И у ног Женьки, из-под корневища, дым вырвался, заклубился.
В то же мгновение будто завыли пароходные сирены. Оглушило до звона в ушах.
Земля задрожала, как в страшной сказке про подземного великана.
Надя громко закричала, но голос ее потонул в какофонии звуков.
И Женька и Надя замерли, не понимая, что происходит, что надо делать.
Валун, которым Женька прикрыл дыру, вдруг высоко подпрыгнул. Земля под ним треснула, как арбуз, что-то мелькнуло, схватило Надю за голенище сапога, сильно потянуло вниз!
Она завизжала истошно, ужас вдвое расширил ее глаза. Сквозь дым она увидела когтистую лапу, которая дотянулась до нее из дыры.
Надя рванулась прочь, падая на Женьку. Голенище лопнуло, когти, больно царапнув ногу, соскользнули, вцепившись в полевую сумку, поволокли ее.
И в этот миг валун упал назад, прямо на оскаленную клыкастую морду, которая судорожно рвалась из дыры к свету, к воздуху!
Медведь!

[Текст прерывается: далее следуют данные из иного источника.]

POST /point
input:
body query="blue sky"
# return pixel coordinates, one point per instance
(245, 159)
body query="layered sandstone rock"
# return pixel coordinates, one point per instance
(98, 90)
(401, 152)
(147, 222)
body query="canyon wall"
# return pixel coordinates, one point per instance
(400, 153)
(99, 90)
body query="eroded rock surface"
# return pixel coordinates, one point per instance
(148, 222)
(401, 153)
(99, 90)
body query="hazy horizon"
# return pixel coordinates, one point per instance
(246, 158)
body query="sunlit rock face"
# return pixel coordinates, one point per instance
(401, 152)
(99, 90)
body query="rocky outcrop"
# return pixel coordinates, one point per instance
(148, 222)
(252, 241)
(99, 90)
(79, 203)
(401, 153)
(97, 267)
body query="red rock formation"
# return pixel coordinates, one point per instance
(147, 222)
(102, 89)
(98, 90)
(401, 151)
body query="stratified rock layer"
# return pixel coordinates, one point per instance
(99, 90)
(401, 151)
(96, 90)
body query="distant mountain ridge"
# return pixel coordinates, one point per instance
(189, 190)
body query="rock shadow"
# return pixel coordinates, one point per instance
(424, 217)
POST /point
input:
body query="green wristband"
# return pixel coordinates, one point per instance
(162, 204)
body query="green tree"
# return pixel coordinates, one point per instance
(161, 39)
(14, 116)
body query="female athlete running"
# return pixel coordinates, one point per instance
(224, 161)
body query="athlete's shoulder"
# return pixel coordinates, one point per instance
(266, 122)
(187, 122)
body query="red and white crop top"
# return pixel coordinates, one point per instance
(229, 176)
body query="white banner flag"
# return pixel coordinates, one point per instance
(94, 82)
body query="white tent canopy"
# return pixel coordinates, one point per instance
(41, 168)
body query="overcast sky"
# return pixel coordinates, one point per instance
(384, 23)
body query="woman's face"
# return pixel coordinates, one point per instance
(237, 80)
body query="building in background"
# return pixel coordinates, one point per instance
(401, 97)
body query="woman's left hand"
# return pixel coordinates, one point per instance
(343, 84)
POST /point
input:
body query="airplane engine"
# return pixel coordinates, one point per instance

Медведь!
Они бежали, скользя и спотыкаясь, по болоту, проламывая лед, ни на секунду не разжимая рук. Даже когда путь им перегораживало дерево, они обегали его с одной стороны.
Держаться вместе, быть вместе – только это они сознавали отчетливо.
Они бежали изо всех сил, не разбирая дороги. Женька тянул за собой Надю как трактор. Он часто оглядывался, ничего страшного не видел, да и рев затих, но остановиться было невозможно.
Ноги бежали сами, и все внутри дрожало.
Надя тоже оглядывалась, хотя это было бесполезно – она потеряла очки. Впервые она продвигалась по лесу, не сообразуясь с картой, лишь каким-то смутным, шестым чувством угадывая, где должен быть дом!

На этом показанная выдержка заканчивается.